Nor was the statutory lien perfected as a matter of actual fact, regardless of how complete it may have been as a matter of state law. The tenant was divested of neither title nor possession by the silent existence of the landlord's statutory lien on the date of the assignment. Only after the lien was actually asserted and an attachment or a distraint leveled, enabling the landlord to satisfy his claim out of the seized goods, could it be argued that such goods *359 severed themselves from the general and free assets of the tenant from which the claims of the United States were entitled to priority of payment. Prior to that time, the lien operated to do no more than prevent the removal of goods from the premises by certain classes of persons, Va. Code § 5524, and give the landlord priority in distribution under state law provided that the goods remained on the premises. Such a potential, inchoate lien could not disturb the clear command of § 3466 of the Revised Statutes. Something more than a "caveat of a more perfect lien to come" was necessary.

The lien of the City of Danville stands in no better position insofar as the claim of the United States is concerned. The municipality contends that it assessed taxes on specific items of furniture and equipment pursuant to annual levies made by the city council and that a lien attached to such property on January 1, 1941, by operation of state law. It claims that this lien attached before the claim of the United States was acquired and hence had priority.

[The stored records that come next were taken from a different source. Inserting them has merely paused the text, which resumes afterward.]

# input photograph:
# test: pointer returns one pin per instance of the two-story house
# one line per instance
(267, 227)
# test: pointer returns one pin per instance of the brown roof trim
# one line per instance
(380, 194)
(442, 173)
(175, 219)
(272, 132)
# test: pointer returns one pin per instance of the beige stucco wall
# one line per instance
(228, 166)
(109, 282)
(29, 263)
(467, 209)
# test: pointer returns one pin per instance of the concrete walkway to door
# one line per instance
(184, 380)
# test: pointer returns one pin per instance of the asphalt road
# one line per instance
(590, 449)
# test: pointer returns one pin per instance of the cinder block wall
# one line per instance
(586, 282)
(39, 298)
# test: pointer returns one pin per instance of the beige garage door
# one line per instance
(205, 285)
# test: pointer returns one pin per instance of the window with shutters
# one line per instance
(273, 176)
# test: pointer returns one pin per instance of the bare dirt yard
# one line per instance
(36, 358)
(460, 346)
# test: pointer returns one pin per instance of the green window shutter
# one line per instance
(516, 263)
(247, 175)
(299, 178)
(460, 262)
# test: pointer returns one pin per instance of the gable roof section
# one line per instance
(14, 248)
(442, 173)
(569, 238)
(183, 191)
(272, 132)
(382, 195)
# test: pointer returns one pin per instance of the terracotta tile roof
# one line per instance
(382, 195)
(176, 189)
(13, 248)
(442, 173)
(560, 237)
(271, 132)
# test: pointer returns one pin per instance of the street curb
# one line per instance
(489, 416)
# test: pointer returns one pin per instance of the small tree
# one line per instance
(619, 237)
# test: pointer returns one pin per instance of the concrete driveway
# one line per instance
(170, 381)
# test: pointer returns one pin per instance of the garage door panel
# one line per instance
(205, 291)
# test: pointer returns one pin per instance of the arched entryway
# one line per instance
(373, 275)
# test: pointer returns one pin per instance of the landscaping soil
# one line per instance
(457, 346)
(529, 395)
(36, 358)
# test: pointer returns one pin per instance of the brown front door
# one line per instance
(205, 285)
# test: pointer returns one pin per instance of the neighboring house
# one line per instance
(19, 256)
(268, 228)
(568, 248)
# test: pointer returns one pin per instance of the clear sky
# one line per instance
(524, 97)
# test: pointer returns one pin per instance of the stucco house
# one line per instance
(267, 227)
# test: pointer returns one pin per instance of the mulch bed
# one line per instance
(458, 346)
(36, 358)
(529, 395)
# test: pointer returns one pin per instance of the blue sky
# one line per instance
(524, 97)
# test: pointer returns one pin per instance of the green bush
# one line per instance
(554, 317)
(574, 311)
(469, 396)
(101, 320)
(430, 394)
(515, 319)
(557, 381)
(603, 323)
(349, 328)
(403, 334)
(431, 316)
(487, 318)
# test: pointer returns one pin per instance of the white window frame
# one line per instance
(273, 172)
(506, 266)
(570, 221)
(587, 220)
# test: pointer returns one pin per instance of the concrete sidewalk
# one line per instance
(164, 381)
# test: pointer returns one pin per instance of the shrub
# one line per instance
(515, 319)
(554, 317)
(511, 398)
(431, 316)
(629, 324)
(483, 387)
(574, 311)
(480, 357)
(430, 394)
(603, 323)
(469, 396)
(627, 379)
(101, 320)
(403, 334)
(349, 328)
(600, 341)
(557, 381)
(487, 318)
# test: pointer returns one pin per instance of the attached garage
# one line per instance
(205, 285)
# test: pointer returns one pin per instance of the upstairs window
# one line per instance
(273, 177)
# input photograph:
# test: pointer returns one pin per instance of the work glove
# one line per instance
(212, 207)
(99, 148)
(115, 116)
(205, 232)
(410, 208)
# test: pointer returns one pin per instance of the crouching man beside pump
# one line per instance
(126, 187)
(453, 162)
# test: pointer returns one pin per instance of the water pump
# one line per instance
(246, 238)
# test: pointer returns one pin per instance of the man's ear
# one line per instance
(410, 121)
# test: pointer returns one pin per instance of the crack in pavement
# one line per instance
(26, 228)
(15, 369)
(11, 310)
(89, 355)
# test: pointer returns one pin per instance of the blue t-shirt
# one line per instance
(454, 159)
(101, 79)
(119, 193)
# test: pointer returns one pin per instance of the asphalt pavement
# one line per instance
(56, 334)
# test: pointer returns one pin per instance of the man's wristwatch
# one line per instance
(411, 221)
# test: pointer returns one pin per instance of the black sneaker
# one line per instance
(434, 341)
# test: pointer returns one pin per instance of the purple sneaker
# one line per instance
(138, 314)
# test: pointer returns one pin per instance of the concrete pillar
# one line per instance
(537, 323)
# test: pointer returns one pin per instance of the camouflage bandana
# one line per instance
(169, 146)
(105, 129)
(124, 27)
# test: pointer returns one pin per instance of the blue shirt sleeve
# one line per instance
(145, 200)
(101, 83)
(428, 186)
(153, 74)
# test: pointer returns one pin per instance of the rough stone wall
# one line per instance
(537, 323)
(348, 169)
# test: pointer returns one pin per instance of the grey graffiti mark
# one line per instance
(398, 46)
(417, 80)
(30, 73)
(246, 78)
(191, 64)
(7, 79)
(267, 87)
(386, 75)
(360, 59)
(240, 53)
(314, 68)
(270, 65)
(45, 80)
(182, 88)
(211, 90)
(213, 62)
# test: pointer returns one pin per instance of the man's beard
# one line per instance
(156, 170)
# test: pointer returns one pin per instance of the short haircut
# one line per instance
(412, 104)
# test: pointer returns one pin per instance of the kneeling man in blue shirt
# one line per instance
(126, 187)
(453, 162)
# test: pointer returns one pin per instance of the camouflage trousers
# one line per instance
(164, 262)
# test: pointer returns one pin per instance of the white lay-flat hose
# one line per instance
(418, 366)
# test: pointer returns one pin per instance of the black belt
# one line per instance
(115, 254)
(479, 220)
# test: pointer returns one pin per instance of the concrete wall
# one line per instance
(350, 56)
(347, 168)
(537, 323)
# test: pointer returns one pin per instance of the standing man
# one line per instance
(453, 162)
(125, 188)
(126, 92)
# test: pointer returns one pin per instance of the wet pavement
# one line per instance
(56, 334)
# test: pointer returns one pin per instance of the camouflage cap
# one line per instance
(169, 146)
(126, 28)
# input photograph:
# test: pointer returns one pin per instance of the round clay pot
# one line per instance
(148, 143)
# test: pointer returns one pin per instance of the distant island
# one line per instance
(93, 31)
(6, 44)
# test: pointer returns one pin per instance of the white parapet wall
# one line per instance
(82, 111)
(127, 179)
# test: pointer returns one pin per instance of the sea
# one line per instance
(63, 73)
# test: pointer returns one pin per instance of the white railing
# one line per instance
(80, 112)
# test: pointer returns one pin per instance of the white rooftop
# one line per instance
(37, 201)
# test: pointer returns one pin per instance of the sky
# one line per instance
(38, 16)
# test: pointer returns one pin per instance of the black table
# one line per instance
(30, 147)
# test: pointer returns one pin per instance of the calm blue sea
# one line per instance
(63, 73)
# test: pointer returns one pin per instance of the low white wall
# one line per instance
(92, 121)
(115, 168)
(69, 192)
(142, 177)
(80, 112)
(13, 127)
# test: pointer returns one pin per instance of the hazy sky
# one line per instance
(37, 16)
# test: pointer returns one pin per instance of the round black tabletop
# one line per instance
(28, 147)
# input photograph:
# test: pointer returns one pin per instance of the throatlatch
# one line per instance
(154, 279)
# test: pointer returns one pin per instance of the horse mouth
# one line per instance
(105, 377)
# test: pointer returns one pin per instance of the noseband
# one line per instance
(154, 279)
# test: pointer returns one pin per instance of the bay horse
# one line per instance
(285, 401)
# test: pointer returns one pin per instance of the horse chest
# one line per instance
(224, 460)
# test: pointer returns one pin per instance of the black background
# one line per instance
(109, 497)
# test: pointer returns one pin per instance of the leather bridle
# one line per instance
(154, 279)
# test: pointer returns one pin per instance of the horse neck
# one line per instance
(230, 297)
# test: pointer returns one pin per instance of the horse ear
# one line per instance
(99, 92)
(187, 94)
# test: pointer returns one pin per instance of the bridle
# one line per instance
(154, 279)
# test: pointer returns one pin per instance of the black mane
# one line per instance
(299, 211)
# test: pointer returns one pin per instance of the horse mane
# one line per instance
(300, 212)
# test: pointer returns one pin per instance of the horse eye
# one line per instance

Under Virginia law, however, a municipal tax confers a lien on personal property which enables the city to follow it wherever it may be taken only if the assessment is specifically made on such property. Drewry v. Baugh & Sons, 150 Va. 394, 400, 401, 143 S.E. 713; Chambers v. Higgins, 169 Va. 345, 351, 352, 193 S.E. 531. The Corporation Court of Danville recognized that the city had not made such an assessment in this case since it held that assessment of the furniture and equipment as a unit was sufficient to satisfy this rule "so long as they remained on the premises where the owner's business was conducted." It realized that if this property unit were separated or removed from the premises different results would follow. Unless and until distraint was levied, which in this case occurred thirteen days after the voluntary assignment, it was uncertain whether the furniture and equipment would remain intact as a unit on the premises and hence be subject *360 to the tax lien. If such property had been removed, distraint could then have been levied on other undetermined property of the tenant. At least until actual distraint, therefore, there was no certainty as to the property subject to the lien and no transfer of title or possession relative to any property. Such a lien cannot be said to be so explicit and perfected on the date of the voluntary assignment as to fall within the claimed exception to the priority of the United States.

Reversed.

MR. JUSTICE JACKSON is of opinion that the judgment should be affirmed for the reasons stated by the Supreme Court of Appeals of Virginia.